M. C. Prévost fait remarquer que la liaison de ce système
avec l’argile à lignites et à coquilles fluviatiles et marines de
Varengeville, près Dieppe, système qui paraît bien plus analogue
au dépôt supérieur d’Headen-Hill (île de Wight) qu’à
l’argile plastique inférieure, conduirait au même rapprochement,
et qu’à cet étage il faudrait aussi sans doute rapporter
les lignites du Soissonnais, que lui et M. Desnoyers sont depuis
long-temps portés à considérer comme plus modernes
que l’argile plastique.
M. de Beaumont annonce ne pas partager cette dernière opinion relativement aux lignites du Soissonnais, et avoir de fortes raisons pour continuer à les regarder comme inférieurs au calcaire grossier. Il place aussi les lignites de Varengeville, avec ceux du Soissonnais, au-dessous du calcaire grossier.

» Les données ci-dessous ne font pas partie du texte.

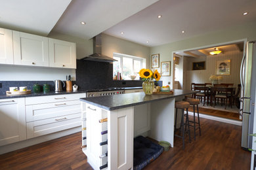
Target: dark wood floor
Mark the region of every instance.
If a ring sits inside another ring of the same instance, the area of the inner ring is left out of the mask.
[[[181,139],[175,138],[175,147],[144,169],[249,169],[251,152],[240,147],[242,127],[200,120],[201,137],[191,143],[187,137],[184,150]],[[77,133],[3,154],[0,169],[92,169],[81,144]]]
[[[202,107],[199,107],[198,110],[200,113],[202,113],[204,114],[208,114],[208,115],[224,118],[228,118],[228,119],[242,121],[242,120],[239,118],[239,114],[236,112],[218,110],[215,109],[211,109],[202,108]],[[193,112],[193,107],[190,106],[188,108],[188,111]]]

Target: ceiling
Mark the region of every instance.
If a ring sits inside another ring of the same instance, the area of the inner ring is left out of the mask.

Deshayes au contraire partage l’opinion de MM. C. Prévost et Desnoyers.
M. de Beaumont annonce la découverte qu’il vient de faire d’une couche de dolomie dans la partie supérieure de la craie, à Beyne, près de Grignon. Cette craie forme un mamelon sur les bords duquel s’appuient, en se relevant, des couches du calcaire grossier. La déchirure des vallons environnans présente à M. de Beaumont une disposition tout à-fait analogue à celles des cratères de soulèvement sur une petite échelle. La formation de cette dolomie et le relèvement des couches du calcaire grossier coïncideraient, selon M. de Beaumont, avec la période d’évaporation magnésienne qui a déterminé les grands systèmes de dolomies alpines.
Sur la proposition de M. le président, il y aura lundi prochain une séance supplémentaire. La séance est levée à onze heures.